In the New Testament there is no such thing as a Lone Ranger believer.  The NT writers were all strong proponents that believers should exist in community with other believers.  “And let us not neglect our meeting together, as some people do, but encourage one another, especially now that the day of his return is drawing near.” Hebrews 10:25. Though it can, at times, be messy and complicated, we are called to do life together as Christians. In Philippians 2, Paul clearly communicated this truth to the church.  In verses 1-4 he gives us a perfect description of the goals of Christian community.  In verse 1 he speaks of the “fellowship of the Spirit”, which is the mountain top of Christian community. The Greek word is koinōnia which speaks of sharing common fellowship with other believers based on the work of the Holy Spirit living in you.  This word represents the highest goal for real, authentic joyous Christian community.  Every church should be marked with this unique experience.  Only the Christian church can provide koinōnia. This kind of fellowship cannot be found in sports bars, community clubs, civic organizations or online chat groups.  We were created to live in fellowship with other believers and no place gives this type of opportunity like a local Christian fellowship.

Our culture is becoming less social and less personal.

We don’t take the time to get to know our neighbors or chat on the front porch. Americans are so addicted to their smartphones and technology that we have forgotten how beneficial it is to personally communicate with other people.  Our idea of being “social” these days means getting on Facebook and checking everyone’s status.  In studying congregations and church health I have found that the most effective and dynamic churches are the ones who have successfully cultivated faith into community within the life of the congregation. I believe our culture is starving itself through individualism and the absence of authentic community.  Authentic relationships will continue to become a growing desire for Americans.  Authentic community as seen in churches will become more attractive to non-Christians in the coming years as they see a group of people who genuinely care for one another and simply do life together. Believers and unbelievers alike all have the need for authentic community and no place in the world does it better than the local Christian church.

Yet some churches are struggling with authentic community.  There are churches that suffer from chronic division and God forbid that an unbeliever chooses to visit that church to find authentic relationships.  The threat of individualism among church members needs to be addressed and corrected.  In other words, if believers are simply grabbing their Bibles and sitting in a pew each week without taking part in Christian fellowship they are missing an important part of God’s purpose for them. Some Christians will not seek to be builders of fellowship and relationships due to their own insecurities or fears of feeling vulnerable. Past hurts have eradicated their desire for community and the devil’s strong grip on their life remains.
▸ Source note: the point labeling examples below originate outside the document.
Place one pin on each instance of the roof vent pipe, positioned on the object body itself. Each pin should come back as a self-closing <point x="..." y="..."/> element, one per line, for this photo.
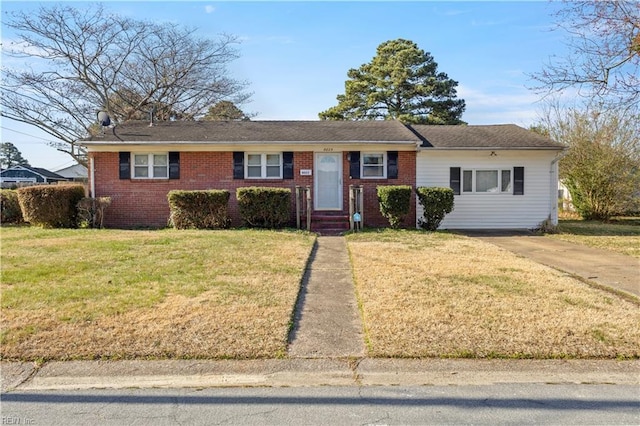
<point x="151" y="112"/>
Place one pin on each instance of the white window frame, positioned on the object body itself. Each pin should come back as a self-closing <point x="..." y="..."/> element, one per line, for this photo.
<point x="474" y="190"/>
<point x="150" y="165"/>
<point x="263" y="165"/>
<point x="384" y="165"/>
I remember singing that old hymn on Sunday mornings when I was a child, “There’s a sweet sweet spirit in this place and I know that its the presence of the Lord. There are sweet expressions on each face and I know they feel the presence of the Lord.”  Those words still resonate in my heart as I recall the sweet spirit found in my home church.  People caring for people, believers loving believers.

What should be the marks of Christian community?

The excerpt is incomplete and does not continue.